Seth Nelson: Thanks.

Pete Wright: What really hit me is about the masks that we wear. I want to talk a little bit about the masks because that leads to some of my thoughts on the separation process. This idea that we put these masks on and for me they feel very much like an armor. They’re protective, they’re this thing that I get to be without having to be judged at my very core, and as a parent, I often need these, and I think you hear this, like, "Oh, the other kids want you to go do something reckless. You can’t do it, go ahead and blame it on me." You can use that as a tool, and blame it on me. Well, I just sent my 19-year-old for the first time off to college, she did her freshman year at home and now she’s off to college and I was wholly unprepared for the emotional Mack Truck that drove over me this weekend. Like it was disastrous, and I am sitting here, fighting between needing to demonstrate who I am to my daughter and demonstrate that yes, this grief, I’m going to miss you, and also being a tough guy. Being a guy who fits –

Seth Nelson: The mask, right? We’re not talking about mask, not the mask to cover up for COVID, right? Let’s be very clear on the mask that we’re wearing here.

Pete Wright: Right, no, no. We’re talking about like … The internal struggle that … And I even feel myself as somebody who thinks about these things, about taking off the mask and demonstrating to the people closest to me who I really am, and if I’m struggling with it, I have to imagine I am not alone. Unless I’m alone.

Seth Nelson: It’s only you, Pete. It’s only you. Everyone else in the world is fine.

Jordan Shapiro: I mean yeah, absolutely, I mean we’re all struggling with it and I guess the idea … I get to the idea of talking about masks really because I’m talking about the psychological idea of persona, which literally means mask in … I don’t remember if it’s Latin or Greek, but it literally means mask and so … But I like the armor example you gave. I mean that’s sort of a great one because if you read say The Iliad, what you see is that every time someone, a warrior beats another warrior, they take their armor and they wear it as if like I’ve taken your identity, I haven’t just beaten you, I have to now show up as you, I incorporate a part of you into me and I perform that. So when you’re talking about it in terms of gender, this is a pretty normal thing. It comes from Judith Butler, this idea that gender is performed. We learn all these things that we’re supposed to do, we learn the things that are associated with manliness like tough man, and then we perform them regularly to show that we are that identity and so that’s what I’m talking about. But it’s not only bad things that are masks. I mean a lot of people go, "I want to show the real me." I don’t know that it’s possible to not be performing something because even … You could go to a weekend masculinity retreat or a spiritual retreat or yoga retreat or any, and you’re going to have this whole thing where you then have to like wear the mask of authenticity, where you have to prove to everyone that you’re authentic.

Pete Wright: I’m so pure.

Seth Nelson: I was talking to my cousin who’s a PhD in communication. She says, "We’re always performing. That is what communication is at its essence is a performance." Whether it’s for ourselves or others, so absolutely, and it’s just what role are you playing?

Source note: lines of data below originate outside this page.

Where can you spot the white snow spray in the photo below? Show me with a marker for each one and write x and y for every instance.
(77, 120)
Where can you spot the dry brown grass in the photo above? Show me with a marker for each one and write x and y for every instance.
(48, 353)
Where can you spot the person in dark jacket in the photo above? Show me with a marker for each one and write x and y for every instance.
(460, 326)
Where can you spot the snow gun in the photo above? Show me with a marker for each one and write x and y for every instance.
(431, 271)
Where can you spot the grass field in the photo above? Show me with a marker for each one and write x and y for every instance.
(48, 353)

Pete Wright: That’s what I’m getting at is learning, right? That practiced skill of learning when I’m performing to stereotype or performing for communication.

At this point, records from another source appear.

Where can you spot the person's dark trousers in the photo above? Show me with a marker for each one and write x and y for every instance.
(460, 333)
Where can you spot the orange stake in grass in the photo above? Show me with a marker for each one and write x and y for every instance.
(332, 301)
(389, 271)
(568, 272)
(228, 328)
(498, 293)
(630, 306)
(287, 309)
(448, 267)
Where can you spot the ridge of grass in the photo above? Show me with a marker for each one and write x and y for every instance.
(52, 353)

Jordan Shapiro: Yeah, so there’s two different … I mean there’s probably more than two, but the two primary ways of talking about this in either sociology or psychology are either that we are only our performance, so that our entire identity is just a combination of lots of performances and the feedback that we receive from those performances in a sort of loop where I decide who I am in a combination of I try different … I try an improv and I see how the audience responds, and if I like it, that becomes a bit I do over and over and over again and there’s nothing but performance, and then there’s another side which believes there’s some kind of essential unique authentic self and we use the performance to both express what that is and also to hide part of it. So it’s both armor that protects us from getting too vulnerable but it’s also the way we do authentically express who we are. I don’t know that I have the answer for which one of those they are and I don’t think it makes really … To me when I was writing Father Figure, it didn’t make any difference. To me, both of them are the same. We don’t have to solve that problem right now but in either case we have to acknowledge that a great deal of what we do is a choice, conscious or unconscious, but a choice to be certain ways and not something essential, and that’s what I’m trying to express –

Seth Nelson: Let’s talk about that for a moment. Like this kind of works both ways though, right? Like you have a couple that are married and have taken on certain responsibilities in the household, including raising children. Now then they split up and now that child is going back and forth, but initially, both parents now have all the responsibilities. When you’re parent on duty, that child’s with you, you’ve got to make sure lunch is made, you have to be the one to take them to their extracurricular activities, you’ve got to pick up the dead cockroach, you’ve got to make sure they get to bed on time and do all the child rearing when they’re with you, and still maintain your role as a parent and if you are a guy and I’m going to use the stereotypes that Pete and I work hard to avoid but this is the conversation we’re having today, and you’ve never learned how to do your daughter’s hair into pigtails, you’re learning. That’s not on you.

Pete Wright: Right.

Jordan Shapiro: Thank goodness for YouTube. Aren’t you excited, there’s YouTube, right? Imagine, if you had to do it before YouTube.

Seth Nelson: But don’t both parents ultimately, when they split and the child goes back and forth, have to play both roles even if it was just typical 1950s stereotype?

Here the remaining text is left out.